Some good ideas came out of a 1984 Gerry Spence participation at an ABA meeting about questioning an adverse witness. It involved a mock trial involving defamation. Unlike most lawyers who focus upon specific questions regarding individual issues, Gerry’s approach was to encourage the idea of freedom of press having a corresponding obligation of fair reporting. His approach involved a big picture story rather than a series of individual points. For example:
Q. You agree that no rights can exist without a corresponding duty? We have a right, to drive down the street but we have a duty not to drive carelessly?
Q. While we have a right to drive we also have a duty not to do so recklessly and injure someone? You would agree with that?
Q. You would agree, that you have a duty to be fair about you write?
If you think about cross examination you probably would agree with these general points:
- Develop a theme and stick to it.
- Keep it simple
- listen to the witness
- keep an eye on the jury, the judge in your opponent
- Remember the rule: “don’t strike a cane unless you slay him” don’t attempt to “crush” a witness unless you can do it.
- Keep a poker face even when you shoot yourself in the foot.

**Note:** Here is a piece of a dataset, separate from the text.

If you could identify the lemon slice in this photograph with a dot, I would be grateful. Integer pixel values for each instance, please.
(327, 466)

However don’t be afraid to laugh at yourself in front of the jury.
- Do not ask the judge for help
- he who angers you has conquered you.
- Have the courage to ask hard questions and be prepared to deal with answers.

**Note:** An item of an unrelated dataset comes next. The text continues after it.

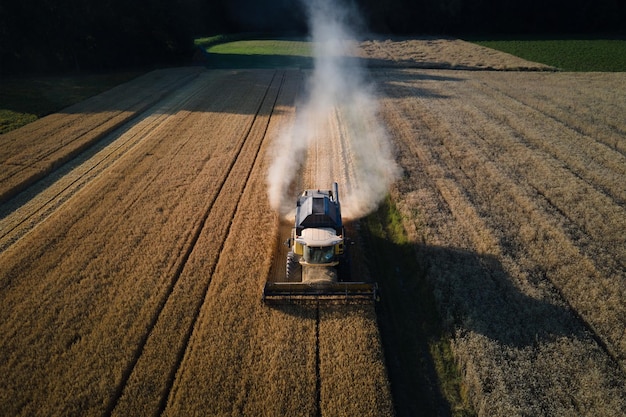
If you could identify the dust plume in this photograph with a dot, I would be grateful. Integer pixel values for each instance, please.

As to anger, in October 1985 a newspaper reported that during a trial for armed robbery in Oklahoma City the defendant was acting as his own attorney. Apparently the defendant, Dennis Newton, age 47, did a fair job up to the time the manager of the store testified and identified him as the robber. In cross-examination Newton became so angry and upset that he suddenly blurted out: “I should have blown your (expletive) head off.” Suddenly realizing what he had done he quickly added “if I had been the one who was there.” The paper reported that it took the jury only 20 minutes to convict him of armed robbery.
Then there is the actual example about the importance of simplicity from a transcript of a trial in Tallahassee Florida where a defendant was charged shooting another man in the groin. The direct exam by the prosecutor went like this:
Q. Ms. Brown you were in the bar having a drink with James?
Q. Tommy Lee entered the bar and came over to where you and James were sitting?
A yes sir, he did
Q he yelled something at James and hit James in the mouth?
A yes sir, that’s what happened.
Q James stood back up and hit Tommy Lee?
Q and then Tommy Lee pulled out his gun and shot James in the fracas?
The witness hesitated. She glanced up at the judge, look back at the district attorney and then said: “no sir. Just above it.”